MAINZ / FRANKFURT. Wenn die zahlenmäßig starke Generation der Babyboomer in den kommenden Jahren altersbedingt aus dem Beruf ausscheidet, wird sich das auch auf die ärztliche Versorgung auswirken. „Künftig wird es nicht mehr in jedem Dorf einen Arzt oder eine Ärztin geben können“, sagt Günther Matheis, Präsident der Landesärztekammer Rheinland-Pfalz.

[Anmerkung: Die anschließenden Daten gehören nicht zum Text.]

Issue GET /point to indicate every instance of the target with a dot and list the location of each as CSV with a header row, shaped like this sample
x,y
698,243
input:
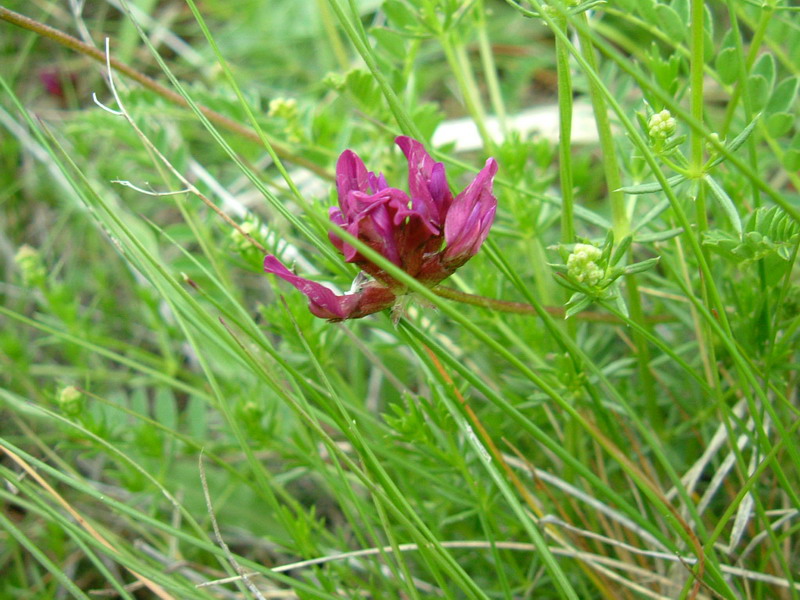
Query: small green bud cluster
x,y
70,400
284,108
661,125
30,265
240,242
582,264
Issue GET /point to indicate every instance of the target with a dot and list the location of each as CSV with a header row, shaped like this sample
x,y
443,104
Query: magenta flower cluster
x,y
429,234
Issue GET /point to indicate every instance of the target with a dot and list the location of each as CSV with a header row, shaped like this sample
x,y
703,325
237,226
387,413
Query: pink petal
x,y
351,175
322,301
427,182
471,216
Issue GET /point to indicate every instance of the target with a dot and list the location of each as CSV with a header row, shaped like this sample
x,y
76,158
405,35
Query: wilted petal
x,y
323,303
427,182
470,217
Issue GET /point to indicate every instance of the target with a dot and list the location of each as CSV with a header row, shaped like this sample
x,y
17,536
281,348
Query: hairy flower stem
x,y
77,45
527,309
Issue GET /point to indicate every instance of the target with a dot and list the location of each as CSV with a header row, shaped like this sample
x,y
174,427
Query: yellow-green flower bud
x,y
30,265
582,264
285,108
240,242
71,401
661,125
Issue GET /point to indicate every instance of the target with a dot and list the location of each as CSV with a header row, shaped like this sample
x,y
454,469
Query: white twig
x,y
244,577
125,183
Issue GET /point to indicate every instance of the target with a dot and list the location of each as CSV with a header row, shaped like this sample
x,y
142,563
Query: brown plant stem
x,y
77,45
526,309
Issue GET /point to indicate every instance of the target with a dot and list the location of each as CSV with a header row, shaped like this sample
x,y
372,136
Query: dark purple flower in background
x,y
429,234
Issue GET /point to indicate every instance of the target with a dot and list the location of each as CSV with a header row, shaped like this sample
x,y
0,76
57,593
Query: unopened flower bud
x,y
240,242
70,400
661,125
285,108
582,264
30,265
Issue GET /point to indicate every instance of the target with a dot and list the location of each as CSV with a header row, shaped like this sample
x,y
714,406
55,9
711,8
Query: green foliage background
x,y
644,447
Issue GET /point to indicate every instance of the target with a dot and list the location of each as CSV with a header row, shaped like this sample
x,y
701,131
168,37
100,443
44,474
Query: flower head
x,y
428,234
582,264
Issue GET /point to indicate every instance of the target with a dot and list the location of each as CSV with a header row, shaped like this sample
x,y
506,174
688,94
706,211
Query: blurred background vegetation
x,y
137,329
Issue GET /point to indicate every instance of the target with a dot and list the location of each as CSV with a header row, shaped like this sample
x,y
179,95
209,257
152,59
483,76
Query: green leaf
x,y
649,188
391,41
400,15
642,266
576,304
621,249
791,160
681,8
725,202
780,123
658,236
759,90
765,67
736,142
784,96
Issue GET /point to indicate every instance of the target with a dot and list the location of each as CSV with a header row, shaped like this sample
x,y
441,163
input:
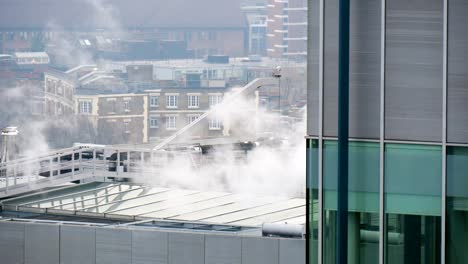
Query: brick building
x,y
287,29
207,27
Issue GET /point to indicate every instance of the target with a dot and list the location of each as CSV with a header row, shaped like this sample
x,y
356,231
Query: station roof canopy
x,y
138,202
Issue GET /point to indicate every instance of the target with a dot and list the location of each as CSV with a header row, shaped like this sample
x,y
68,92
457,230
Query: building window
x,y
127,106
193,101
127,127
192,118
154,122
212,35
85,107
171,122
215,124
215,99
154,101
171,101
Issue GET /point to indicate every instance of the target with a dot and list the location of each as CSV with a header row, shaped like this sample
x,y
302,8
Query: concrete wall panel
x,y
256,250
113,246
186,248
12,242
223,250
149,247
77,245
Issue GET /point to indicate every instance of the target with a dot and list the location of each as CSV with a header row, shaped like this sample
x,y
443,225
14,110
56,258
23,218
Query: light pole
x,y
6,133
277,74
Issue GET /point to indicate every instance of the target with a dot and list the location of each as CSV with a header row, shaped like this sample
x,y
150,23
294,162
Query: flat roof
x,y
139,202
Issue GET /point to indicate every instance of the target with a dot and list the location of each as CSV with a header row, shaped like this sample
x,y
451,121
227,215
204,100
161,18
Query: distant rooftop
x,y
265,62
120,14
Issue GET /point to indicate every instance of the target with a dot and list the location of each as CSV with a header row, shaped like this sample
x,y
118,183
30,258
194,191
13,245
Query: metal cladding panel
x,y
12,242
457,94
77,244
292,251
313,68
223,249
149,247
42,243
260,250
364,77
186,248
330,69
113,246
414,56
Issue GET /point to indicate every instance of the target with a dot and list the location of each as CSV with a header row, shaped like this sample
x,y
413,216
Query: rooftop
x,y
134,202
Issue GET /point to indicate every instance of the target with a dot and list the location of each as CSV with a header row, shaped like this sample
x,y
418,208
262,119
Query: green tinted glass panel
x,y
363,176
363,217
457,205
413,179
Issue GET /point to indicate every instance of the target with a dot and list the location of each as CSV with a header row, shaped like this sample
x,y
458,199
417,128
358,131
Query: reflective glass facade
x,y
408,115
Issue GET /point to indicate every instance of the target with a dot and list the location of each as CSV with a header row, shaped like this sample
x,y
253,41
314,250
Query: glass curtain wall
x,y
457,206
363,218
413,179
312,201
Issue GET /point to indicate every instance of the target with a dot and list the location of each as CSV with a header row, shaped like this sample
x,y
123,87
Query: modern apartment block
x,y
408,132
287,28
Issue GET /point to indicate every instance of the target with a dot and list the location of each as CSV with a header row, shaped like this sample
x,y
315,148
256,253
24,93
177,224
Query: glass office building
x,y
408,118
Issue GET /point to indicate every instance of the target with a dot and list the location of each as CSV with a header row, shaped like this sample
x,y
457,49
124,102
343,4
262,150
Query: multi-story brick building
x,y
287,28
207,27
59,90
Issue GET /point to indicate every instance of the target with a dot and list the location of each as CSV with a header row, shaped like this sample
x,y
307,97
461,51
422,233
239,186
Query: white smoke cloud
x,y
278,169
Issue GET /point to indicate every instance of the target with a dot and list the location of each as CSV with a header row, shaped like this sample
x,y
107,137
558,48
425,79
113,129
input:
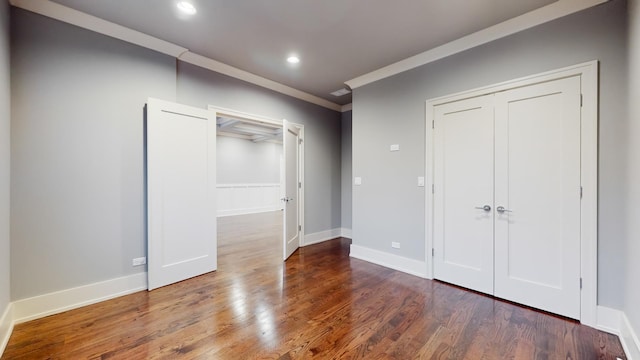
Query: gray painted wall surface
x,y
346,169
241,161
390,207
5,167
77,187
77,153
199,87
632,284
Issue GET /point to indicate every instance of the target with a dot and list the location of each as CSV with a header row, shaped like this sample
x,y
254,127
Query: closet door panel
x,y
537,182
463,158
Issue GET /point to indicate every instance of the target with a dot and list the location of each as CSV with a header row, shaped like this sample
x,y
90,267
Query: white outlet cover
x,y
139,261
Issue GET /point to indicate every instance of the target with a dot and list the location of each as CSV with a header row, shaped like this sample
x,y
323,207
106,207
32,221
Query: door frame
x,y
263,119
588,174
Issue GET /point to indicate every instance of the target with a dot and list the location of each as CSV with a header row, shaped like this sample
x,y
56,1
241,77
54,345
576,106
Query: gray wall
x,y
241,161
346,169
77,212
632,298
77,187
5,120
390,207
199,87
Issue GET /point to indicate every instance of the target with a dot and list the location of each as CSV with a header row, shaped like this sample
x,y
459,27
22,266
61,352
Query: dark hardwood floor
x,y
319,304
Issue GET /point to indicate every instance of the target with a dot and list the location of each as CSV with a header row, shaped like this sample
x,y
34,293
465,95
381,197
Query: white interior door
x,y
538,183
291,149
463,200
181,192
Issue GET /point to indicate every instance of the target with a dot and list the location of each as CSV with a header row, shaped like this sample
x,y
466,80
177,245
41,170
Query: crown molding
x,y
213,65
90,22
533,18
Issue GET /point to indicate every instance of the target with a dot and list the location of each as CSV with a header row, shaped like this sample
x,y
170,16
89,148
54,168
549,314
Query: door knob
x,y
501,209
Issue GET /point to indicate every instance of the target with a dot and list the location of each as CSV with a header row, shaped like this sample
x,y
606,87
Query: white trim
x,y
241,199
616,322
531,19
90,22
6,327
248,211
56,302
243,115
396,262
213,65
589,172
321,236
629,339
608,320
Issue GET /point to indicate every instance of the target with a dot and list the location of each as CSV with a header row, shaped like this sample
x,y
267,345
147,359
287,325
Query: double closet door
x,y
507,195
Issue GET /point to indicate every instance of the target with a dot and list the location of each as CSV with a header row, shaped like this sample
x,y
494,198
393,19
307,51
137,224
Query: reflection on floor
x,y
319,304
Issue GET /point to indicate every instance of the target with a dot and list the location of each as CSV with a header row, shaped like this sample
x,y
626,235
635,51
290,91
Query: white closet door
x,y
181,193
537,181
291,149
463,158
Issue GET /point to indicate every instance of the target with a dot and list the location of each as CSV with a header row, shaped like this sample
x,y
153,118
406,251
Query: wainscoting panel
x,y
238,199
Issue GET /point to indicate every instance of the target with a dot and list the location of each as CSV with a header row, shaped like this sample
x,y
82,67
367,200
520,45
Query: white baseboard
x,y
615,322
629,339
396,262
233,212
314,238
6,327
608,320
59,301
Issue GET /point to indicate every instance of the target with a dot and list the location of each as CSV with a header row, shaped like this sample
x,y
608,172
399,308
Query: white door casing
x,y
181,192
537,179
291,199
463,160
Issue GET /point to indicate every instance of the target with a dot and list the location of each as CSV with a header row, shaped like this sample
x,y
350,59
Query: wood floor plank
x,y
320,304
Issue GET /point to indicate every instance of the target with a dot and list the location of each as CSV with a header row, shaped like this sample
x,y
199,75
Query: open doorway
x,y
258,199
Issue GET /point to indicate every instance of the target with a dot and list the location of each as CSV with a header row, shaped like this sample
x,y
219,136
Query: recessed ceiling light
x,y
343,91
187,7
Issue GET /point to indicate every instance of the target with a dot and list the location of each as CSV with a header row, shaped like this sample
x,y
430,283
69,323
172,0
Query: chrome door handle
x,y
501,209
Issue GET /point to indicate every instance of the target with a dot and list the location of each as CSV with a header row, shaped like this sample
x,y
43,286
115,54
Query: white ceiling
x,y
337,40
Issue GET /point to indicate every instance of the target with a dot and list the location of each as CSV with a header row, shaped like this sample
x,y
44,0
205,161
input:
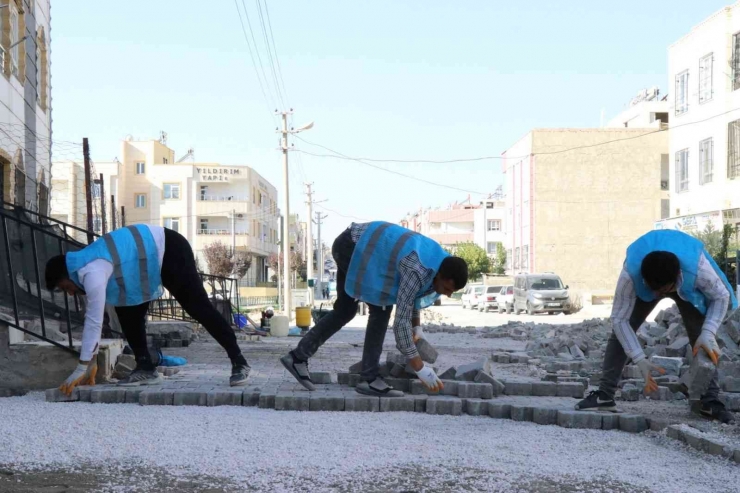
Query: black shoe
x,y
299,370
239,375
716,410
597,401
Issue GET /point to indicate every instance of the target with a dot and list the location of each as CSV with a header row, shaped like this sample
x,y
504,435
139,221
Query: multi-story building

Die Arztstatistik der Landesärztekammer zeigt, dass jeder zweite berufstätige Arzt in Rheinland-Pfalz 50 Jahre und älter ist, jeder vierte ist sogar 60 Jahre und älter. Der Ärztekammer-Präsident fordert mindestens zehn bis 15 Prozent mehr Studienplätze, um den künftigen ärztlichen Versorgungsbedarf überhaupt noch mit gutem Niveau decken zu können. Die Entwicklung zeichne sich bereits seit vielen Jahren ab, doch die Warnungen der Ärzte seien in der Politik immer verhallt.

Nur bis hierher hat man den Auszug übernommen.